Regulation of TGF-β signalling by N-acetylgalactosaminyltransferase-like 1

The TGF-β superfamily of secreted signalling molecules plays a pivotal role in the regulation of early embryogenesis, organogenesis and adult tissue homeostasis. Here we report the identification of XenopusN-acetylgalactosaminyltransferase-like 1 (xGalntl-1) as a novel important regulator of TGF-β signalling. N-acetylgalactosaminyltransferases mediate the first step of mucin-type glycosylation, adding N-acetylgalactose to serine or threonine side chains. xGalntl-1 is expressed in the anterior mesoderm and neural crest territory at neurula stage, and in the anterior neural crest,notochord and the mediolateral spinal cord at tailbud stage. Inhibition of endogenous xGalntl-1 protein synthesis, using specific morpholino oligomers,interfered with the formation of anterior neural crest, anterior notochord and the spinal cord.
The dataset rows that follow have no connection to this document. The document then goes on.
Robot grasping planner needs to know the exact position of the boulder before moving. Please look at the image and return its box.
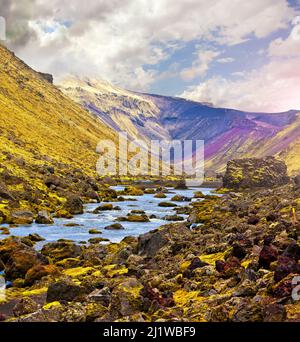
[25,264,60,286]
[47,280,83,303]
[104,223,125,230]
[89,228,102,234]
[258,245,278,269]
[158,202,177,208]
[13,297,40,317]
[41,241,82,262]
[35,210,53,224]
[5,244,48,280]
[154,192,167,198]
[164,215,184,221]
[117,214,150,222]
[274,256,300,282]
[174,180,188,190]
[223,157,290,189]
[93,203,114,214]
[9,210,33,224]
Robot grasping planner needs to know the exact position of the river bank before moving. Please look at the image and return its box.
[0,183,300,322]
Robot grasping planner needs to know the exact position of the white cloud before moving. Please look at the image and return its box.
[180,50,219,81]
[179,58,300,112]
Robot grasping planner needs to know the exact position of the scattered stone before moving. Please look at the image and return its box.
[35,210,53,224]
[158,202,177,208]
[47,280,83,303]
[89,228,102,234]
[10,210,33,224]
[13,297,40,317]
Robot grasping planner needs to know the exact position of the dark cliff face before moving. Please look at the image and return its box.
[223,157,289,189]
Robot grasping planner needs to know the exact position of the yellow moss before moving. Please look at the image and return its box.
[63,267,94,278]
[22,287,48,296]
[241,260,252,268]
[200,251,227,265]
[103,264,128,278]
[92,270,102,277]
[180,260,191,272]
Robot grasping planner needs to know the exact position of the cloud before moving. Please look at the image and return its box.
[180,50,219,81]
[0,0,295,91]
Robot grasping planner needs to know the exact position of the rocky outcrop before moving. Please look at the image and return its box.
[138,223,191,257]
[38,72,53,84]
[223,157,289,189]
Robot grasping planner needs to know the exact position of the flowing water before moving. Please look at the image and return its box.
[0,186,216,248]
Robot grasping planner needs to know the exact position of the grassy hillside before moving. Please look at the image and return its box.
[0,46,116,220]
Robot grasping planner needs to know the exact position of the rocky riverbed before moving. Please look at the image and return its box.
[0,183,300,322]
[0,160,300,322]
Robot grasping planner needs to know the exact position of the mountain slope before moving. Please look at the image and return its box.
[60,76,300,173]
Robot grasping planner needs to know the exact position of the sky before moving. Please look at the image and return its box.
[0,0,300,112]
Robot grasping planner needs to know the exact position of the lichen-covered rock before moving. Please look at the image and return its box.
[41,242,82,262]
[47,280,84,303]
[25,264,60,286]
[138,223,191,257]
[104,223,125,230]
[9,210,33,224]
[0,237,48,280]
[64,195,83,215]
[35,210,53,224]
[117,214,150,222]
[223,157,289,189]
[13,297,40,317]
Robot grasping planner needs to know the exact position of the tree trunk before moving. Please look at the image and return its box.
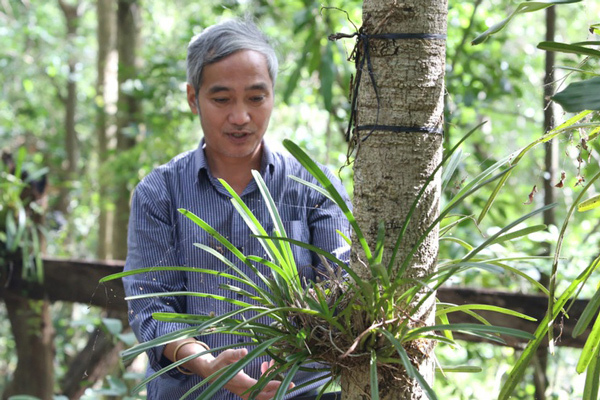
[96,0,115,260]
[58,0,81,219]
[113,0,140,260]
[342,0,447,399]
[3,295,54,400]
[533,7,558,400]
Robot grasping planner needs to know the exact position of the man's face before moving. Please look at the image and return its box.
[187,50,273,161]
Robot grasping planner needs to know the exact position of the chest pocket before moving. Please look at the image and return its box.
[283,221,316,280]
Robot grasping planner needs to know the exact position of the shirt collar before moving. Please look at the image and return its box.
[194,138,275,180]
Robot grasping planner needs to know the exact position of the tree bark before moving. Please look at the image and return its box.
[342,0,447,399]
[58,0,81,217]
[96,0,115,260]
[113,0,141,259]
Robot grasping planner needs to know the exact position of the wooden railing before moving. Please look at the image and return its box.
[0,258,588,347]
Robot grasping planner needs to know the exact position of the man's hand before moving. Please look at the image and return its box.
[164,342,294,400]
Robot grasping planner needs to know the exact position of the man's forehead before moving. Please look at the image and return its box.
[207,82,270,94]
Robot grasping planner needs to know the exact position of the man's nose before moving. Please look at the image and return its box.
[229,104,250,125]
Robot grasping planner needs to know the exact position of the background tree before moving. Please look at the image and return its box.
[342,0,447,399]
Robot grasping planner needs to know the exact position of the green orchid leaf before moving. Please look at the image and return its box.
[552,76,600,112]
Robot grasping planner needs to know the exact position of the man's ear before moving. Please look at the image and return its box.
[186,83,198,114]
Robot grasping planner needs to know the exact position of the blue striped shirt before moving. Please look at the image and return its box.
[124,143,349,400]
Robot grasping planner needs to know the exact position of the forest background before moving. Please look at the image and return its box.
[0,0,600,399]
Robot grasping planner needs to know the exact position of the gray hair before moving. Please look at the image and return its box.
[187,19,278,93]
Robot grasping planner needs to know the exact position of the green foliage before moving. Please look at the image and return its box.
[103,130,553,399]
[471,0,581,45]
[0,147,48,282]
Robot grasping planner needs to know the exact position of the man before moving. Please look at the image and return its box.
[124,20,349,400]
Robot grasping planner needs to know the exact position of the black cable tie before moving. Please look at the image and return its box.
[346,30,447,146]
[356,125,444,135]
[364,33,447,40]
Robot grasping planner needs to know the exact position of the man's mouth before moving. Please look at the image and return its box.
[229,132,250,139]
Xenopus and mammalian Galntl-1 inhibited Activin as well as BMP signalling in the early Xenopus embryo and in human HEK 293T cells. Gain- and loss-of-function experiments showed that xGalntl-1 interferes with the activity of the common TGF-β type II receptor ActR-IIB in vivo. In addition, our biochemical data demonstrated that xGalntl-1 specifically interferes with the binding of ActR-IIB to Activin- and BMP-specific type I receptors. This inhibitory activity of xGalntl-1 was dependent on mucin-type glycosylation, as it was sensitive to the chemical inhibitor benzyl-GalNAc. These studies reveal an important role of a N-acetylgalactosaminyltransferase in the regulation of TGF-β signalling. This novel regulatory mechanism is evolutionarily conserved and, thus, might provide a new paradigm for the regulation of TGF-β signalling in vertebrates.